"Gangnam Style" seems to be everywhere these days, so it's probably not too surprising to see the quirky dance craze turn up in this fun production of Twelfth Night from Custom/Practice. Rae Macken gives Shakespeare's comedy of mistaken identity and convoluted romantic entanglements a fresh spin with a modern styling and a young ensemble cast. Macken even introduces Shakespeare to the concept of text messaging to communicate between the lovers.
The plot revolves around the conceit of twin siblings both believing the other to be dead after a shipwreck. Viola disguises herself as Cesario, a young man who obtains employment with the Duke Orsino, suitor to Lady Olivia. Cesario/Viola falls for Orsino, Olivia is in love with Cesario, Sebastian returns and is smitten by Olivia, and the straight-laced Malvolio is fooled into believing Olivia is in love with him. A perfect tsunami of confusion and misunderstanding with added cross-dressing.
Alex Whitworth makes a sweet Viola. That she's not in the least boyish in the role of Cesario simply adds to the hilarity of the piece. There's a good deal of bawdy physical comedy between James Corley's Sir Toby Belch, a kangaroo-onesie-wearing lager lout, and Sir Andrew Aguecheek (Richard Keiss), his lanky and equally drink-sodden friend. Malvolio, the courtier to Olivia is initially rather underplayed by Fred Gray with a lack of the overweaning supercilious smugness that gets up everyone's noses, but he comes into his own after he's subjected to Maria's (Funmi Ogunleye) cruel trick.
Making his professional debut as Feste, Nathanael Campbell demonstrates a fine singing voice and a broad comedy sensibility, though at times is too shouty. Otherwise, it's a nuanced performance suggesting exciting potential. Shanaya Rafaat's Olivia doesn't seem desperately upset at the beginning at the loss of her father and brother, sparking into life later with the arrival of Cesario and then Sebastian.
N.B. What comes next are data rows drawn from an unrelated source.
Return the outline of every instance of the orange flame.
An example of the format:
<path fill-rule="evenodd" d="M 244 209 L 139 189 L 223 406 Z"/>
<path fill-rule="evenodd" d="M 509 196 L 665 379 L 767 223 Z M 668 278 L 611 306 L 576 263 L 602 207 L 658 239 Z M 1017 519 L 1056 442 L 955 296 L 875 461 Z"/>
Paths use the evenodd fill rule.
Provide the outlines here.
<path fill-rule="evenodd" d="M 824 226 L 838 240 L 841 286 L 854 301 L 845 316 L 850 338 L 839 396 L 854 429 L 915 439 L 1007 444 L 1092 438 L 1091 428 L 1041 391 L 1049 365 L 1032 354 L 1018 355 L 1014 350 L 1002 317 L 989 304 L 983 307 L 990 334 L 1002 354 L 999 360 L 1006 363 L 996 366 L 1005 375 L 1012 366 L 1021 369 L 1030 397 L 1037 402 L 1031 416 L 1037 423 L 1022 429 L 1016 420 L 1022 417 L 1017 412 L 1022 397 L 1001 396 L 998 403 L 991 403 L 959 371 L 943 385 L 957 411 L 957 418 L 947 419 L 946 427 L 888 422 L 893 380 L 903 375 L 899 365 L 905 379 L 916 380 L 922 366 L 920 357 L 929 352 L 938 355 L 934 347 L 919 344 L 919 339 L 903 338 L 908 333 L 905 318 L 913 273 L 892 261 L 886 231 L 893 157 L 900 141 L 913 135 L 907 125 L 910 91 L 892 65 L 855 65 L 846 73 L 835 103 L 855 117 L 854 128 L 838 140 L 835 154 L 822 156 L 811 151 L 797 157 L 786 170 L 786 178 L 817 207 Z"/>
Jonathan Alcock's set of a couple of angled flats and a box has an elegant simplicity in the small performance space, transforming from drawing room to rocky coast, to wood, to Malvolio's prison with minimal interruption of the action.
While remaining true to the original text, this exuberant production gives Shakespeare's well-loved comedy a sparkling freshness.